Inoltre, in vista del match di do­menica allo stadio Erasmo Ia­covone (calcio d’inizio alle 15) con la capolista Bitonto si profila un’emergenza in difesa: alle squa­lifiche di Allegrini e Luigi Manzo si sommerà l’indisponibilità di Benvenga che non ha ancora re­cuperato dalla distorsione alla ca­viglia. Delle difficoltà vissute dal Taranto si è già detto molto, resta da capire se arriverà un accenno di reazione in campo, nella gara con la prima in classifica. A 100 Sport Magazine, il salotto spor­tivo di Studio 100 tv, ha parlato il tecnico del Bitonto, Roberto Taurino: “Di errori ne abbiamo commessi pochi nel corso della stagione, quello di domenica è stato pagato a caro prezzo.

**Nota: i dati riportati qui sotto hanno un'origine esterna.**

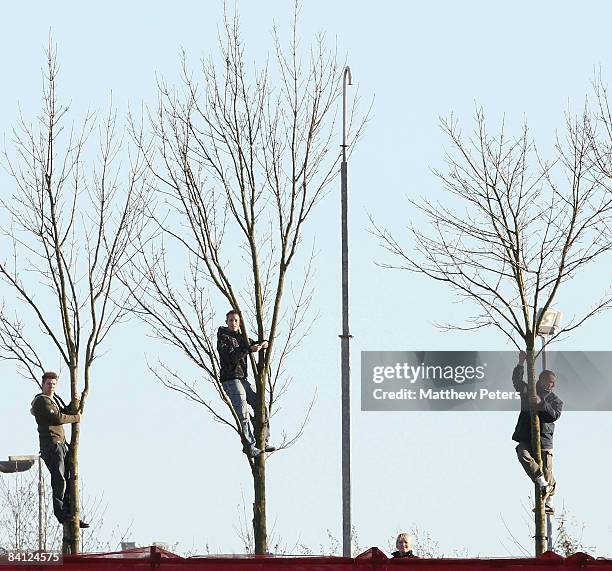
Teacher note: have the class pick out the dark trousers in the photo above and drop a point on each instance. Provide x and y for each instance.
(523, 452)
(56, 458)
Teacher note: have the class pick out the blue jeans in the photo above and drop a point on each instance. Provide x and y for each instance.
(55, 457)
(242, 395)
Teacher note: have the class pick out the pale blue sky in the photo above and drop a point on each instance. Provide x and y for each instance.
(452, 474)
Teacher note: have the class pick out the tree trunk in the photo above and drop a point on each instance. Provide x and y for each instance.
(536, 451)
(260, 532)
(72, 533)
(258, 469)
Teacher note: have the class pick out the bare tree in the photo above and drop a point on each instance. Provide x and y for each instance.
(66, 238)
(518, 228)
(242, 158)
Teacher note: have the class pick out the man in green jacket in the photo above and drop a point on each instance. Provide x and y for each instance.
(51, 413)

Biso­gna ammettere, però, che non sia­mo stati capaci di recuperare: un gol si può incassare, ma poi biso­gna essere in grado di riprendere la gara. Non ci siamo riusciti, an­che per la disposizione tattica di un Cerignola che ha giocato con grande mestiere spezzando spes­so il nostro ritmo. La fase offen­siva non ha funzionato a dovere, ma non ne facciamo un dramma: siamo sempre primi in classifica, anche se il vantaggio si è assot­tigliato. Non eravamo fenomeni prima, non siamo certamente brocchi adesso. Parlando dei ros­soblù, il trainer bitontino ha sot­tolineato che “per i presupposti della vigilia, sinceramente non mi aspettavo che a dieci giornate dalla fine si potesse trovare così lontano dalla vetta. Chi, come me, non vive l’ambiente rossoblu non può capire cosa non abbia funzio­nato. A inizio stagione, Taranto e Cerignola erano le favorite per le caratteristiche dei calciatori. Al di là dei numeri, quella rossoblu re­sta una squadra con delle qualità che può dare fastidio a chiunque. Quella di domenica sarà una vera e propria battaglia”.